Love stories and vintage cars go together like brownies and ice cream- good on their own but even better when put together. But as classic automobiles are passed on to different families in sales, estates, or even just left to rot away in backyards, the magic of that previous connection can easily be lost; that is unless you’re as inquisitive as Dean Sparks, the new owner of a very special old Chevy, according to Good Morning America.
Corydon, Indiana resident Dean Sparks may be a self-proclaimed car guy, but its not every day that he finds himself buying plain-Jane vintage automobiles left in a field to rust for decades. However, there was something about a ’59 Bel Air at a Nebraska auction that Sparks just couldn’t deny. What it was, he wasn’t sure, but he purchased the vintage Chevy and towed it home some 801 miles in the hopes of finding out.
Filled with old junk, the Chevy was quite an undertaking from the start, but as Sparks sifted through the reminiscence of someone else’s possessions, he found a letter stuffed under the drivers seat. Upon extracting the relic from what should have been the letter’s last known existence, as it had sat on the rusted out floor boards all the way across the country, Sparks found himself faced with a love story captured in time.
After opening the water damaged envelope that was half eaten by mice, Sparks was able to extract a tissue-like paper containing professions of love and loneliness from one lover to another. At the end of the letter, it said, “Let’s get married.”
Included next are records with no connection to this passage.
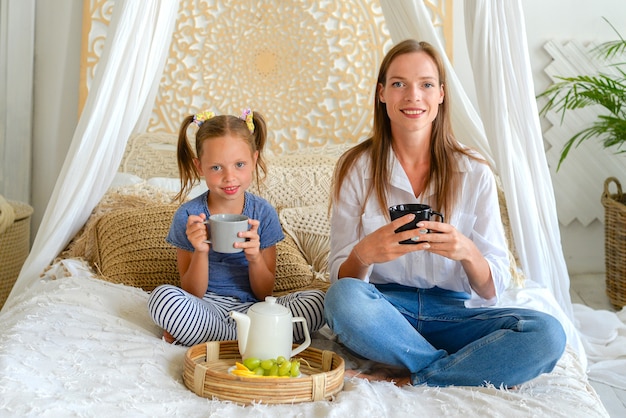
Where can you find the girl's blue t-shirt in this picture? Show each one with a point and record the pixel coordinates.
(228, 273)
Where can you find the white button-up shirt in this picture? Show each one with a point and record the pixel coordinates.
(476, 215)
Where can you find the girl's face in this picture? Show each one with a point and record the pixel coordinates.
(412, 93)
(228, 168)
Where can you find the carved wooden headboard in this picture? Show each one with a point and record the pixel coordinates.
(308, 66)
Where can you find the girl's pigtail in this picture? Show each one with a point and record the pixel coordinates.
(260, 136)
(186, 168)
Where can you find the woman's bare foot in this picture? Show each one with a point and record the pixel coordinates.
(395, 376)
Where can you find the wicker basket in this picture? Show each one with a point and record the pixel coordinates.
(206, 373)
(615, 243)
(14, 244)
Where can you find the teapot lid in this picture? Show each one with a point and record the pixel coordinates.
(269, 307)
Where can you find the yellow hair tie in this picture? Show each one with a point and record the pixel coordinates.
(199, 118)
(247, 116)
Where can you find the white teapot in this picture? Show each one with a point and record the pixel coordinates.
(266, 331)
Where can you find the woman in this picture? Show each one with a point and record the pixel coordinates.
(425, 307)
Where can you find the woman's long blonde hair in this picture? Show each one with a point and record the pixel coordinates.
(443, 176)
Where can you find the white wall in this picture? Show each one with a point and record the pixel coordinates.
(561, 20)
(57, 51)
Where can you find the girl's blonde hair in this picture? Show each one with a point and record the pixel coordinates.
(216, 127)
(443, 176)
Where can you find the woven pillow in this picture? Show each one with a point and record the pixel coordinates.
(130, 247)
(292, 270)
(309, 226)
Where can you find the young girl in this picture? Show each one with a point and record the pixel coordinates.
(228, 150)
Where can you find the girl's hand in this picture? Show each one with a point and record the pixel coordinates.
(197, 232)
(252, 245)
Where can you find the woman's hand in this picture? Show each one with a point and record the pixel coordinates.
(197, 232)
(446, 241)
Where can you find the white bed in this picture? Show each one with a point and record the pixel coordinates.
(75, 345)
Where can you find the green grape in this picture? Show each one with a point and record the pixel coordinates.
(284, 368)
(295, 368)
(273, 370)
(252, 363)
(268, 363)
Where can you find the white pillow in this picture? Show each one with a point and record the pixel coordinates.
(173, 185)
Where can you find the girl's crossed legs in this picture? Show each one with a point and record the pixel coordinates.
(191, 320)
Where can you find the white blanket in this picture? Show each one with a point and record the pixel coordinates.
(73, 345)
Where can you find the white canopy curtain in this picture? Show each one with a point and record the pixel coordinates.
(511, 140)
(119, 104)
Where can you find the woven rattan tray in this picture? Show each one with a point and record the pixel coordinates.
(206, 374)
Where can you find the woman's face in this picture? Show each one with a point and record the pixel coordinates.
(227, 166)
(412, 93)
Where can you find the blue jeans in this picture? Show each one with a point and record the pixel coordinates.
(440, 341)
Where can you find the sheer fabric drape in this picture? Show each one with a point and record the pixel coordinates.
(119, 103)
(507, 133)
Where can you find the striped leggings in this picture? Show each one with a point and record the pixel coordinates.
(191, 320)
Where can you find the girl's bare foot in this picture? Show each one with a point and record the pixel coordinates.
(395, 376)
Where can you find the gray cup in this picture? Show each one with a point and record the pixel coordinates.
(223, 229)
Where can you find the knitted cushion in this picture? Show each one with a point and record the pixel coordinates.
(131, 247)
(292, 270)
(310, 228)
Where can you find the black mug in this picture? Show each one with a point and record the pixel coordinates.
(422, 213)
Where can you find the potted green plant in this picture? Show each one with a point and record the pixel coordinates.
(607, 91)
(603, 89)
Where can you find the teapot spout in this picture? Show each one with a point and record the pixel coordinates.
(243, 328)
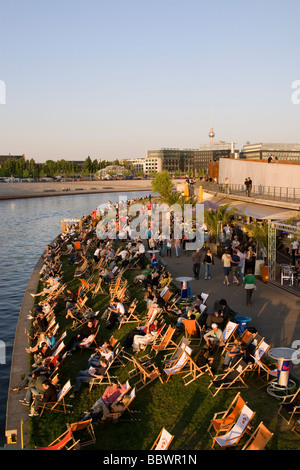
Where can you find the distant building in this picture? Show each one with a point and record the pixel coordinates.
(263, 151)
(115, 170)
(192, 160)
(3, 158)
(78, 163)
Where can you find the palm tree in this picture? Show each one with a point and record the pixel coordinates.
(212, 219)
(259, 232)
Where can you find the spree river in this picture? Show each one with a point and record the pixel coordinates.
(26, 227)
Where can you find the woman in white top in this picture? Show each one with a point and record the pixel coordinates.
(226, 260)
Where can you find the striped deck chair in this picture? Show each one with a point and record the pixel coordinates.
(163, 440)
(195, 371)
(80, 270)
(233, 437)
(179, 366)
(59, 405)
(193, 331)
(84, 431)
(146, 373)
(62, 442)
(131, 316)
(228, 333)
(165, 342)
(223, 421)
(259, 438)
(265, 372)
(233, 378)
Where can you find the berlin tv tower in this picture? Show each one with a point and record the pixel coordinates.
(211, 132)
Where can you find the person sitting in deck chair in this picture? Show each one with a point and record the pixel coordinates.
(84, 376)
(141, 341)
(49, 396)
(48, 290)
(87, 330)
(102, 407)
(115, 311)
(213, 336)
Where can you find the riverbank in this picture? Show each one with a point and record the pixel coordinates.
(60, 188)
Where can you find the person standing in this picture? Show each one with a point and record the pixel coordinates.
(226, 260)
(141, 253)
(177, 246)
(246, 183)
(197, 260)
(208, 261)
(250, 285)
(235, 261)
(249, 186)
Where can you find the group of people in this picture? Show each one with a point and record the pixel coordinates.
(153, 277)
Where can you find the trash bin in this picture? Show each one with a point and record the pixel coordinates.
(242, 322)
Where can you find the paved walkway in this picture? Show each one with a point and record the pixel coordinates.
(274, 312)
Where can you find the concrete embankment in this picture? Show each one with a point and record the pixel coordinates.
(16, 428)
(50, 189)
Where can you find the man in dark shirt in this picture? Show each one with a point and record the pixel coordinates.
(197, 259)
(87, 330)
(49, 396)
(86, 375)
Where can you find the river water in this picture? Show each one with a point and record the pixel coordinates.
(26, 227)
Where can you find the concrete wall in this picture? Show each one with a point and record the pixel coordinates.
(266, 174)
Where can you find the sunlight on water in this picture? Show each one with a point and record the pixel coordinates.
(27, 226)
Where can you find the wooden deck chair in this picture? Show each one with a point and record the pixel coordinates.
(165, 342)
(68, 251)
(173, 357)
(118, 412)
(59, 405)
(247, 337)
(255, 343)
(80, 270)
(146, 373)
(234, 435)
(98, 265)
(163, 440)
(193, 331)
(130, 316)
(230, 379)
(178, 367)
(84, 432)
(60, 340)
(105, 379)
(265, 372)
(121, 405)
(228, 334)
(223, 421)
(52, 296)
(62, 442)
(118, 360)
(87, 286)
(166, 294)
(58, 349)
(88, 342)
(204, 297)
(294, 428)
(259, 438)
(195, 371)
(98, 289)
(290, 405)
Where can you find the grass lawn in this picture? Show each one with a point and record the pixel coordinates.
(184, 411)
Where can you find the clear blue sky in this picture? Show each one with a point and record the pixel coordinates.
(113, 78)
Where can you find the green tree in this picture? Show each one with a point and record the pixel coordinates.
(213, 218)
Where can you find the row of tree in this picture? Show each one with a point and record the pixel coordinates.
(30, 169)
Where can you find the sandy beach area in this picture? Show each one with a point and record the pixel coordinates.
(61, 188)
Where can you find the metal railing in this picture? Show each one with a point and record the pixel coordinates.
(279, 193)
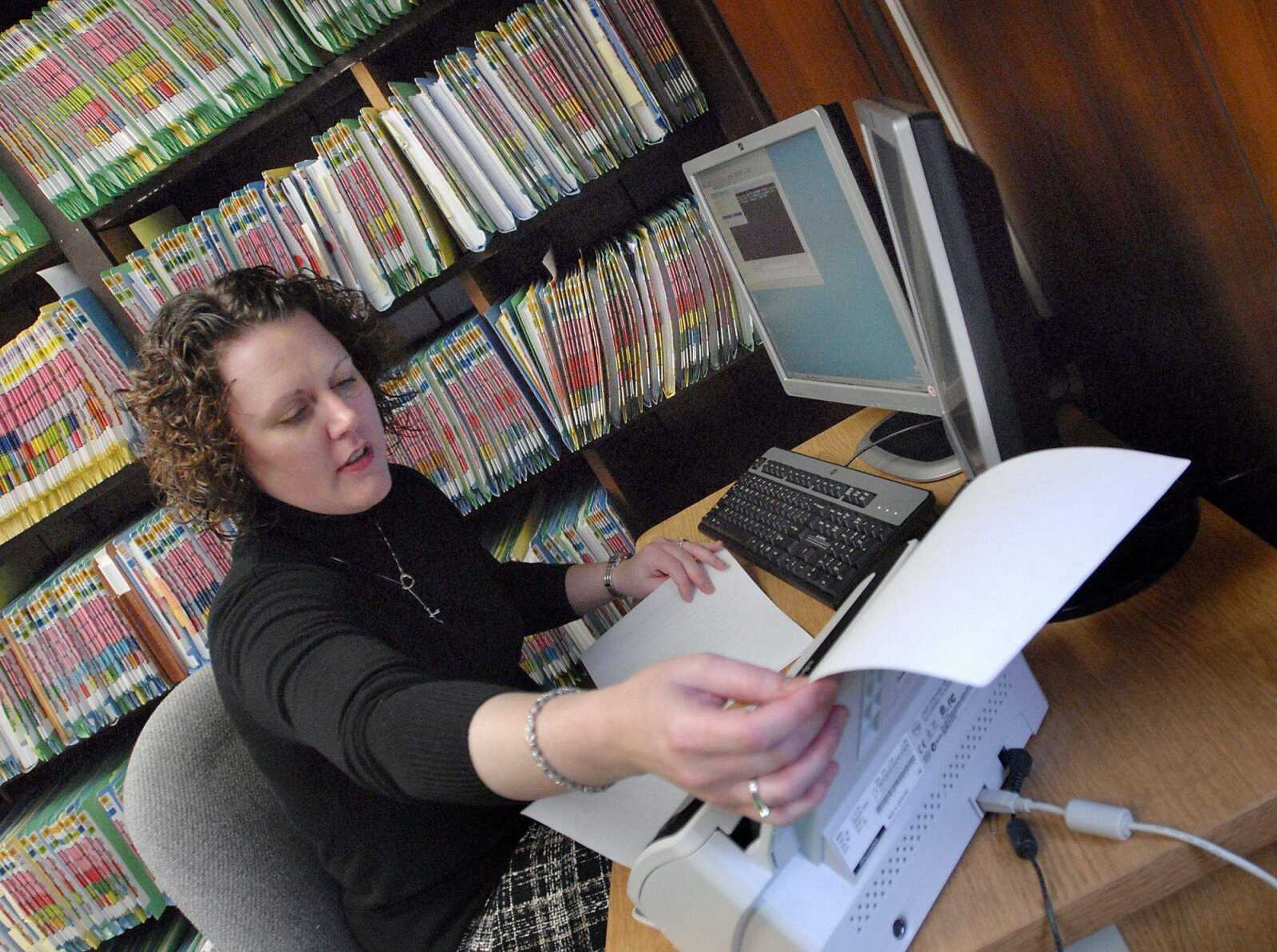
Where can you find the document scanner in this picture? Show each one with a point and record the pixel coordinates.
(861, 871)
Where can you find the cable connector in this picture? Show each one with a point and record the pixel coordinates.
(1099, 820)
(1022, 839)
(1018, 765)
(1000, 802)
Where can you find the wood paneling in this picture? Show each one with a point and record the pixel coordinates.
(1134, 146)
(801, 54)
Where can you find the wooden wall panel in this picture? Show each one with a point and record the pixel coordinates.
(1138, 204)
(801, 54)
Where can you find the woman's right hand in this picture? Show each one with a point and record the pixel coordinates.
(783, 732)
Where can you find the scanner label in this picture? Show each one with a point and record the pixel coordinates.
(879, 803)
(900, 775)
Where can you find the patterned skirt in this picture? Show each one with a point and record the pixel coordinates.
(553, 897)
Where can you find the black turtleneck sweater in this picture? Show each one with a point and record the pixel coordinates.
(355, 705)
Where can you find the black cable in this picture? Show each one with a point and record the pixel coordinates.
(1252, 472)
(1018, 765)
(1050, 909)
(892, 436)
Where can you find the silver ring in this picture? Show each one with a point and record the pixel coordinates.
(764, 811)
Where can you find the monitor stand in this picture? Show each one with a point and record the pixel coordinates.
(920, 456)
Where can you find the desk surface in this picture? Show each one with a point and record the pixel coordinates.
(1166, 704)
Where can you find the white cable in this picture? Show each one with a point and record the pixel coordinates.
(1208, 847)
(1111, 822)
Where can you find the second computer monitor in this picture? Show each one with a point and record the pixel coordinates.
(975, 318)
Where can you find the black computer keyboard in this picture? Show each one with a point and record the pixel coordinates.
(819, 526)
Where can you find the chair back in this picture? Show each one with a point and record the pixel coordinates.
(217, 842)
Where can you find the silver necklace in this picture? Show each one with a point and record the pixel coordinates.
(405, 581)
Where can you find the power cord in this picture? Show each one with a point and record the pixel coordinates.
(1018, 765)
(1111, 822)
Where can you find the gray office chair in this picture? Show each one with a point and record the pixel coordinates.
(217, 842)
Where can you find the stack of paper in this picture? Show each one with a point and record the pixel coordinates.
(62, 429)
(552, 97)
(339, 25)
(76, 667)
(655, 53)
(575, 525)
(465, 419)
(355, 215)
(70, 876)
(169, 933)
(634, 322)
(176, 572)
(99, 95)
(105, 633)
(21, 230)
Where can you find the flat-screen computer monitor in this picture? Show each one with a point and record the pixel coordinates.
(797, 217)
(975, 317)
(976, 327)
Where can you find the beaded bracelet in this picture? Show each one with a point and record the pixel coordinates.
(607, 576)
(534, 748)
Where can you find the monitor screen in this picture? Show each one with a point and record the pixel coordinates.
(795, 224)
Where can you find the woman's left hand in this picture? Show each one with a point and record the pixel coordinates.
(681, 561)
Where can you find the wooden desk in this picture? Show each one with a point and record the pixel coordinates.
(1166, 704)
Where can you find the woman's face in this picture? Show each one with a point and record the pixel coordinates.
(307, 420)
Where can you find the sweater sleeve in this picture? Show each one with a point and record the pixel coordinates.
(304, 669)
(539, 593)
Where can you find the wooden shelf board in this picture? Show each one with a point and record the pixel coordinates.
(132, 478)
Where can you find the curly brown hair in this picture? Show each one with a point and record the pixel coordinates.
(181, 401)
Knowing that what he had found was a piece to someone’s real love story, Sparks tracked down the previous car owner’s son to a YouTube video through names given in the letter, as Sparks didn’t receive a title when he purchased the car. Upon contacting the son, Wade Waterbury, Sparks found out just how significant the letter really was.
As it turns out, the letter was written by Wade’s mother Beverly Barber to his father Ronnie Waterbury before the two were married. Just a couple weeks after the letter was sent, the two were wed and actually eloped in the ’59 Bel Air. According to Wade, the car was his father’s pride and joy.
Upon hearing the story, Sparks shipped the letter to Wade.
With both his mother and father gone now, Wade Waterbury now cherishes the letter more than ever, telling GMA that receiving the letter was like getting back time with his parents.
The letter now hangs on a wall in Waterbury’s house, where Sparks plans to take the car once its restored and give Wade a chance to take his parent’s prized Bel Air out for a spin after all this time. And to think, all it took for this connection to develop was a man pulled to a vintage classic for no apparent reason and his urge to start cleaning out what could now become one of his most prized possessions.